Roleplayers get involved using diverse expertise in their field
Teachers, parents and several NGOs played a vital role in Malebese’s study by getting involved in training, sewing and cooking clubs every weekend and during school holidays. English was the medium of teaching and learning in every activity. A lodge, close to the school, offered learners training in mountain biking and hiking. These activities helped learners become tour guides. Storyteller Gcina Mhlophe presented learners with a gift of her latest recorded storytelling CD and books. Every day after school, learners would read, and have drama lessons once a week.
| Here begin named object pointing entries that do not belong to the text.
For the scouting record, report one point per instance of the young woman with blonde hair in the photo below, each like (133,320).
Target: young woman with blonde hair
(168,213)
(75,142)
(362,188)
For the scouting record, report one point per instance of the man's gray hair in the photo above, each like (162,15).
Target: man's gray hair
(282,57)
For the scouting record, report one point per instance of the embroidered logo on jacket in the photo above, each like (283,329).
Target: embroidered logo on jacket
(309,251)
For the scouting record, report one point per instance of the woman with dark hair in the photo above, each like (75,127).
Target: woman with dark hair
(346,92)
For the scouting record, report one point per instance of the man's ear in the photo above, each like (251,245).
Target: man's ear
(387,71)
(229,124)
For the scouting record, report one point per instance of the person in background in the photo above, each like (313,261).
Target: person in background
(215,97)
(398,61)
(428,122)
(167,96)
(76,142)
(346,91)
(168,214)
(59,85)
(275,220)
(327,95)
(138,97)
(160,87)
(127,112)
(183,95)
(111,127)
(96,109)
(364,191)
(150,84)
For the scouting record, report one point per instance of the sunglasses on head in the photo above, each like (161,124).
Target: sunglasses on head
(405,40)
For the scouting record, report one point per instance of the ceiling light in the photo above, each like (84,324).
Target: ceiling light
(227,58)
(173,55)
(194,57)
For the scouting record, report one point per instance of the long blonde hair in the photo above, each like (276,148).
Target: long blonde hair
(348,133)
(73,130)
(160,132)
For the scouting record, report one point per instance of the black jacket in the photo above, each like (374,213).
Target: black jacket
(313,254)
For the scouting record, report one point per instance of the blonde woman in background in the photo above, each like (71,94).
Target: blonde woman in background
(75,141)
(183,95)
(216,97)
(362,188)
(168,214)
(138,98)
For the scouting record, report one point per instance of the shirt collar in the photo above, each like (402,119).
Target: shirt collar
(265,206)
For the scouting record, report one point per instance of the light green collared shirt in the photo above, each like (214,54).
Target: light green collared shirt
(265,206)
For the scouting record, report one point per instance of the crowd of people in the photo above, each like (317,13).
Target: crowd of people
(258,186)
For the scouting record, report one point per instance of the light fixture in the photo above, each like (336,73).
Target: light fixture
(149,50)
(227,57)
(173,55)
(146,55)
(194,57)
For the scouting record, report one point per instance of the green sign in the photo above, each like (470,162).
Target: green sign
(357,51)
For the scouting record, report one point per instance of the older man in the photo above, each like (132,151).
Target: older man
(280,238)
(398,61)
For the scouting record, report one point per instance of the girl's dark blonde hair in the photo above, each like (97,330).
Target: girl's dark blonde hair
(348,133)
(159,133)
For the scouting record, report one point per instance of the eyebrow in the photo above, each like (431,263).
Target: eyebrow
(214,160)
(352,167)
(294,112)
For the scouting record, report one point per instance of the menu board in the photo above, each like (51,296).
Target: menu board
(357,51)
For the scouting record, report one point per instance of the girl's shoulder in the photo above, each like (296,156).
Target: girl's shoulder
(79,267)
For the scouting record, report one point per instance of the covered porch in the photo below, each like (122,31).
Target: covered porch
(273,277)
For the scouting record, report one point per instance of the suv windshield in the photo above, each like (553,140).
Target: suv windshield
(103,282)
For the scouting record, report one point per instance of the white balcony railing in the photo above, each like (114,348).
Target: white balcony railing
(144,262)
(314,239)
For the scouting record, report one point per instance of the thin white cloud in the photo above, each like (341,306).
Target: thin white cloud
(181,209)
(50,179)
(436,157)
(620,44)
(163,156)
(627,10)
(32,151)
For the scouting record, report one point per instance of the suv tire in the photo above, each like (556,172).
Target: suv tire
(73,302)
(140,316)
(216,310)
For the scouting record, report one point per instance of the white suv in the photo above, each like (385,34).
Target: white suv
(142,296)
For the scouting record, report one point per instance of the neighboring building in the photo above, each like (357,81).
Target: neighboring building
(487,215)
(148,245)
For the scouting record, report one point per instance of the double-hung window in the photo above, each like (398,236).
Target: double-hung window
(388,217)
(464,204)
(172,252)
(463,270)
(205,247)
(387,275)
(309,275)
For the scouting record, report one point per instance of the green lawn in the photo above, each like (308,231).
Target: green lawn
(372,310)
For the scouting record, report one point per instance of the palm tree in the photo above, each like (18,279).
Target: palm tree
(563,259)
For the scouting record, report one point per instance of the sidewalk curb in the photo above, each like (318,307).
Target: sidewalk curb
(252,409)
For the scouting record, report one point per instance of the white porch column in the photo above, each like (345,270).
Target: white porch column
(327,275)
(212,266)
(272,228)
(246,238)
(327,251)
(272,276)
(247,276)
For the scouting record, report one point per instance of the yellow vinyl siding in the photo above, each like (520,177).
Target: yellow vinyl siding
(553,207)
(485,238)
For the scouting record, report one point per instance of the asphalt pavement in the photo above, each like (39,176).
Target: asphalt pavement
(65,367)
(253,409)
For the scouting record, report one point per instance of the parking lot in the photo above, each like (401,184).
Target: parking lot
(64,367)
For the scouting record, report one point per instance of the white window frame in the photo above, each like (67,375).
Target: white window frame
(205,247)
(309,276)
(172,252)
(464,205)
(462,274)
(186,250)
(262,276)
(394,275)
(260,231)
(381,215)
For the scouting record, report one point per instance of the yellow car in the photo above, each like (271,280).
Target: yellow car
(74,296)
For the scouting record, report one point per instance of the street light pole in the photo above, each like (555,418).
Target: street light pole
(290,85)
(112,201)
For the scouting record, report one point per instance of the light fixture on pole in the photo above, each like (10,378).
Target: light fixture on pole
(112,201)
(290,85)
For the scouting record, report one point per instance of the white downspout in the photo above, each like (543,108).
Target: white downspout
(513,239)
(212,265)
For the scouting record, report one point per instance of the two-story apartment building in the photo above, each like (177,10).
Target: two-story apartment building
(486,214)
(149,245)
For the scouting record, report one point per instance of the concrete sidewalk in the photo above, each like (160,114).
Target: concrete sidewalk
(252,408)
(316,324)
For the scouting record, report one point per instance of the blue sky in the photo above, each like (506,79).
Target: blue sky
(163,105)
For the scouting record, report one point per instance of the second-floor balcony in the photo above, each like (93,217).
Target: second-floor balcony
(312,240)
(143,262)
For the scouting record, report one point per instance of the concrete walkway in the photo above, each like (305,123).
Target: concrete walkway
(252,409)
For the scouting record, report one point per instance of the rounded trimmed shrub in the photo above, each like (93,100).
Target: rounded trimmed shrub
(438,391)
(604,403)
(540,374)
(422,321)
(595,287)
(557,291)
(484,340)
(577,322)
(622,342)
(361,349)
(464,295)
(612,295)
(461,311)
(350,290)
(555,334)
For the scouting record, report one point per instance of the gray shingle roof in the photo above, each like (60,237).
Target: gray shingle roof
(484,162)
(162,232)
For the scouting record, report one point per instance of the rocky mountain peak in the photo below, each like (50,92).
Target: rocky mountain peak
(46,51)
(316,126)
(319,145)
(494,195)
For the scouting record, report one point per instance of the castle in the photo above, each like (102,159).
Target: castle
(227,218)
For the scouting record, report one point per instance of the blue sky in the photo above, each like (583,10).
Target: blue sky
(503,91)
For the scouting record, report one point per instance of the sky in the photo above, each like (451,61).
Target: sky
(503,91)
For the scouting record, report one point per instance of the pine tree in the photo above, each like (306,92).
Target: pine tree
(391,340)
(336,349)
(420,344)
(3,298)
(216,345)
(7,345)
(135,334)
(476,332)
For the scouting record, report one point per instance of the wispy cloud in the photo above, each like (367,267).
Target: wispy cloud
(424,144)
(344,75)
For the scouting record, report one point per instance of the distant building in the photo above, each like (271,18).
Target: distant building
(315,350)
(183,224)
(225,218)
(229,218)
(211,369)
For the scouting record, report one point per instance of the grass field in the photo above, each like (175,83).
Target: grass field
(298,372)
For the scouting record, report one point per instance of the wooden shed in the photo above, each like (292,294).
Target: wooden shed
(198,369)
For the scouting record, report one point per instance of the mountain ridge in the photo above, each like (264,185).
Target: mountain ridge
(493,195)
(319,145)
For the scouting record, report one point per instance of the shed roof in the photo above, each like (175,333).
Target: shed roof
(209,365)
AfriGrow, an organisation that works with communities, the government and the corporate sector to develop sustainable community-driven livelihoods through agricultural and nutrition programmes, provided learners with seedlings, manure and other garden inputs and training on how to start a sustainable food garden. The children were also encouraged to participate in sporting activities like soccer and netball.

“I was aware that I needed a large toolbox of instructional strategies, and had to involve other stakeholders with diverse expertise in their field,” Malebese said.